The SMOM has potential clinical application as a rapid tool to screen patients with BRTs for underlying genetic causes of infertility and other diseases.

摘要

目的

大约 1%携带平衡易位(BRT)的个体存在生育力低下的问题。目前的核型分析无法确定涉及染色体的断点是否会扰乱与生育力相关的重要基因。本研究旨在应用单分子光学图谱(SMOM)对接受体外受精(IVF)的患者进行检测,以确定 BRT 是否破坏了任何与正常生育力相关的基因。

方法

招募了 9 名患有不同 BRT 的不育患者参与该研究。甲基转移酶酶 DLE1 用于在识别基序 CTTAAG 处对其基因组 DNA 样本进行荧光标记。SMOM 在 Bionano 平台上进行,长分子与参考基因组 hg19 对齐以识别断点区域。
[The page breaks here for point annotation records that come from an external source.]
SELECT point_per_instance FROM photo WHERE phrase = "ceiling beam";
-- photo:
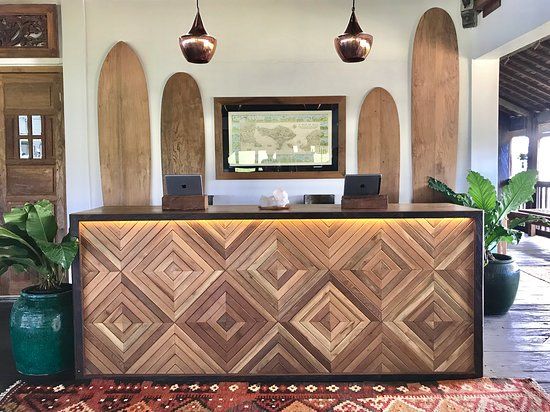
(520, 69)
(487, 6)
(535, 91)
(513, 107)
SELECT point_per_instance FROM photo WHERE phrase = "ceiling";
(525, 80)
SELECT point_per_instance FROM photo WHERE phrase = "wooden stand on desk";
(175, 203)
(365, 202)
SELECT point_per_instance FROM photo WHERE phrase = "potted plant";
(501, 274)
(41, 321)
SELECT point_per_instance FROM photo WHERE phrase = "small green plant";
(27, 242)
(483, 195)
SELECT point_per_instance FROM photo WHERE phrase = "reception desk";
(314, 291)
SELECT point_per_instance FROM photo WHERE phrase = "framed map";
(280, 137)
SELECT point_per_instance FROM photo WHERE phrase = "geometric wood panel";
(378, 141)
(276, 297)
(435, 99)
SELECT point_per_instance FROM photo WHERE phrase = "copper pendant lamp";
(197, 46)
(354, 45)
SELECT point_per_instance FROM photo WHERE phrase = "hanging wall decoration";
(124, 129)
(435, 95)
(378, 143)
(280, 137)
(354, 45)
(28, 30)
(197, 46)
(182, 127)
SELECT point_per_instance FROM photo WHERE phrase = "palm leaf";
(17, 216)
(41, 224)
(456, 198)
(519, 190)
(482, 192)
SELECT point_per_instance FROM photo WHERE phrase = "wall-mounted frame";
(280, 137)
(28, 30)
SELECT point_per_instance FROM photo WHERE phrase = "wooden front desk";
(315, 291)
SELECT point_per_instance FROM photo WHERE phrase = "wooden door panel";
(32, 150)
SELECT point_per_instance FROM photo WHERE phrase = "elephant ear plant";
(483, 195)
(27, 243)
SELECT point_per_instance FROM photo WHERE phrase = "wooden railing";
(542, 196)
(539, 206)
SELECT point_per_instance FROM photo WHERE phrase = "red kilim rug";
(513, 395)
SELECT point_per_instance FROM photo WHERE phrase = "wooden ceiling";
(525, 80)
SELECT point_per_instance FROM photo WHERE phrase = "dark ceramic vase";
(41, 329)
(501, 284)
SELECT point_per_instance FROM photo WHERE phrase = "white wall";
(484, 99)
(265, 48)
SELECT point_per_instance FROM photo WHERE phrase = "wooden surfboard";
(182, 127)
(378, 148)
(435, 94)
(124, 130)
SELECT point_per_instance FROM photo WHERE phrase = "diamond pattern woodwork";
(361, 296)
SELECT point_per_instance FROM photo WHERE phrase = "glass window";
(37, 148)
(519, 149)
(36, 125)
(543, 156)
(23, 126)
(24, 149)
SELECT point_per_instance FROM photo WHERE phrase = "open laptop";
(183, 185)
(362, 185)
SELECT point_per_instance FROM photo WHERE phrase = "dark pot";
(501, 284)
(41, 329)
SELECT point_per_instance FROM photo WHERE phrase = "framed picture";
(28, 30)
(280, 137)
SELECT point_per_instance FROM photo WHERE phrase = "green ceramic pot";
(501, 284)
(41, 329)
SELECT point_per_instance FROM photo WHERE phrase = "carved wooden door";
(32, 150)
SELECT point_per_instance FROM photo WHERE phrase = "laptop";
(362, 185)
(183, 185)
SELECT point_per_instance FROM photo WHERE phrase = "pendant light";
(197, 46)
(354, 45)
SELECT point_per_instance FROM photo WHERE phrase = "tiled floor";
(516, 345)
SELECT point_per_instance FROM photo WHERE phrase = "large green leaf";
(11, 237)
(62, 253)
(501, 234)
(17, 216)
(519, 221)
(482, 192)
(456, 198)
(41, 224)
(518, 191)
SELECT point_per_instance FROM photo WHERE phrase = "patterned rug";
(513, 395)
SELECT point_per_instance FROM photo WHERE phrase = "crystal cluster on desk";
(279, 198)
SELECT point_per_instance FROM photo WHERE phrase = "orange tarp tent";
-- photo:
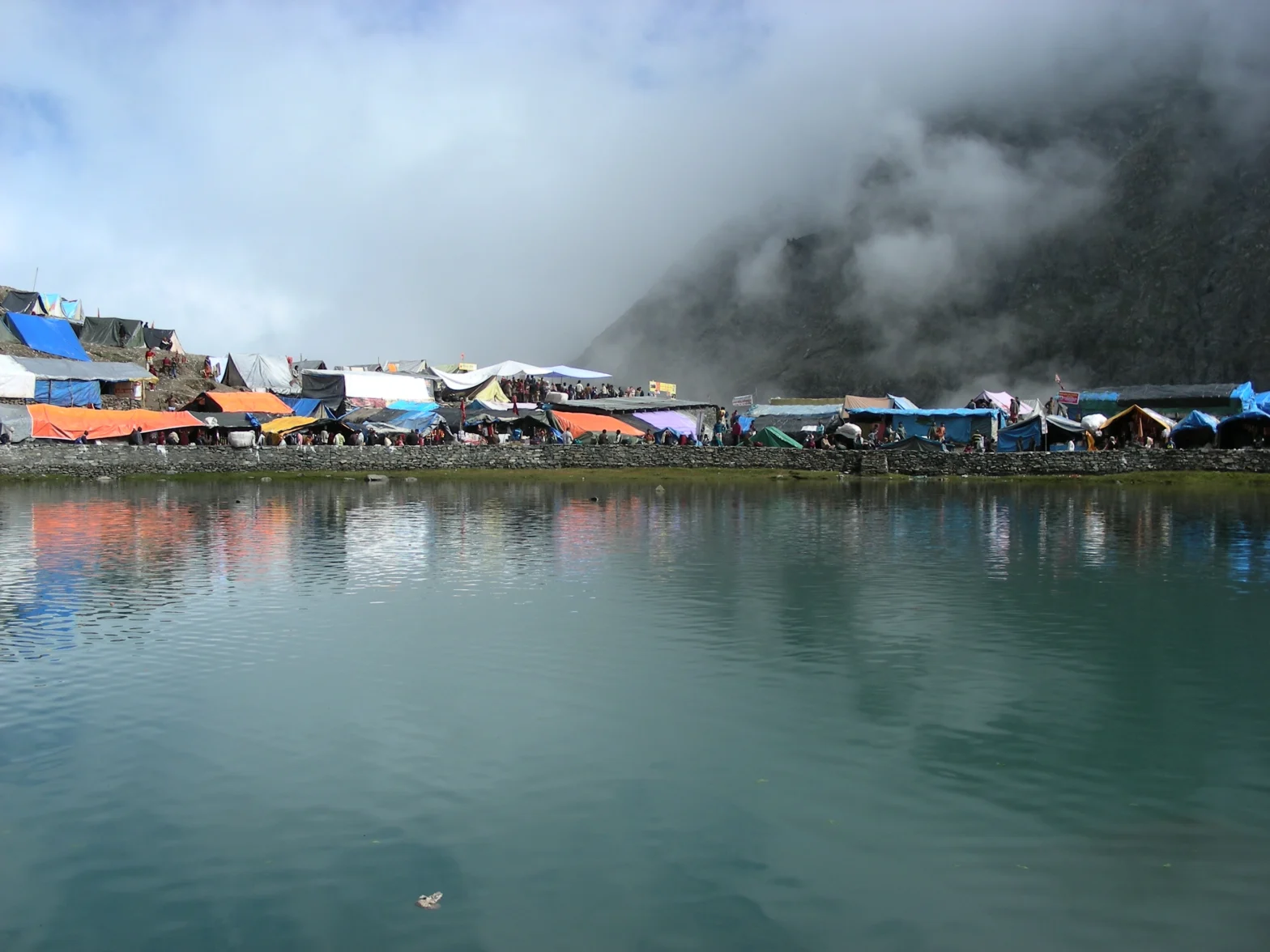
(578, 424)
(73, 422)
(248, 402)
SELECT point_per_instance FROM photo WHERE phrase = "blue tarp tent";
(1196, 428)
(1242, 429)
(959, 423)
(69, 393)
(49, 335)
(1026, 435)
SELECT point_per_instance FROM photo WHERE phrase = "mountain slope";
(1128, 243)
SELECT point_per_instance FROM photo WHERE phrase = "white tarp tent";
(261, 373)
(15, 380)
(371, 388)
(1001, 400)
(514, 368)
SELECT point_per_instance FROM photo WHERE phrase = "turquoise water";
(771, 716)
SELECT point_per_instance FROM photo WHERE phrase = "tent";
(1195, 429)
(1001, 400)
(259, 372)
(20, 301)
(15, 381)
(310, 406)
(1030, 435)
(1137, 423)
(959, 423)
(49, 335)
(1218, 399)
(673, 420)
(58, 306)
(161, 339)
(239, 402)
(581, 424)
(1243, 429)
(70, 423)
(288, 424)
(364, 388)
(775, 437)
(112, 332)
(15, 420)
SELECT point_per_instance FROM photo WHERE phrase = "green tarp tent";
(112, 332)
(773, 437)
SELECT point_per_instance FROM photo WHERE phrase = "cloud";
(496, 179)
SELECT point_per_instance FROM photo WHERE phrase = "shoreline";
(27, 462)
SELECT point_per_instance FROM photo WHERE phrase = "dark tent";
(1026, 435)
(160, 339)
(22, 301)
(1247, 429)
(112, 332)
(1196, 429)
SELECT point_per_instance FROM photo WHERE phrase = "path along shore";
(121, 461)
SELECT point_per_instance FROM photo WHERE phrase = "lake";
(769, 715)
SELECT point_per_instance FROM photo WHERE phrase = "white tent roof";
(259, 372)
(15, 380)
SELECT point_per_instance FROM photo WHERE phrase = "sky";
(496, 181)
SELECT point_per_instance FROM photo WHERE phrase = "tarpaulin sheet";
(69, 393)
(668, 420)
(15, 380)
(15, 422)
(49, 335)
(578, 424)
(285, 424)
(70, 423)
(102, 371)
(112, 332)
(773, 437)
(246, 402)
(309, 406)
(259, 372)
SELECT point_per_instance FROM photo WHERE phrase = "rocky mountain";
(1123, 241)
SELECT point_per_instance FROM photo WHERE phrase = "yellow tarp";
(285, 424)
(492, 391)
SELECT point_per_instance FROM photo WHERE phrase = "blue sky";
(418, 179)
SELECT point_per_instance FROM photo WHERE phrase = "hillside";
(1131, 245)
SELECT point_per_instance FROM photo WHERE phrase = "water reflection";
(876, 715)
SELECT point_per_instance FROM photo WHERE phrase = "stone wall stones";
(36, 460)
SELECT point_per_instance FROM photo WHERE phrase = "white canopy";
(15, 380)
(514, 368)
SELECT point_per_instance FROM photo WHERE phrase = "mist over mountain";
(1110, 232)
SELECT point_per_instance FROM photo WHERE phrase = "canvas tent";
(69, 423)
(112, 332)
(15, 381)
(1040, 433)
(161, 339)
(49, 335)
(775, 437)
(259, 372)
(364, 388)
(1195, 429)
(1137, 423)
(15, 420)
(239, 402)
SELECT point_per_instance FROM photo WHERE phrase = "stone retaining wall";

使用 Mate-pair 和 PCR-Sanger 测序来确认精确的断点序列。

结果

9 个 BRT 中的每个 BRT 的两个断点区域都被精细地映射到大约 10 kb 的小区域,并且它们的位置与通过核型分析确定的原始细胞遗传学带型一致。在 3 个 BRT 中,断点破坏了与男性不育相关的已知基因,即 NUP155 和 FNDC3A [46,XY,t(5;13)(p15;q22)]、DPY19L1 [46,XY,t(1;7)(p36.3;p15)]和 BAI3 [46,XY,t(3;6)(p21;q16)]。

结论

SMOM 具有作为快速工具筛查 BRT 患者潜在遗传原因导致的不育症和其他疾病的潜在临床应用。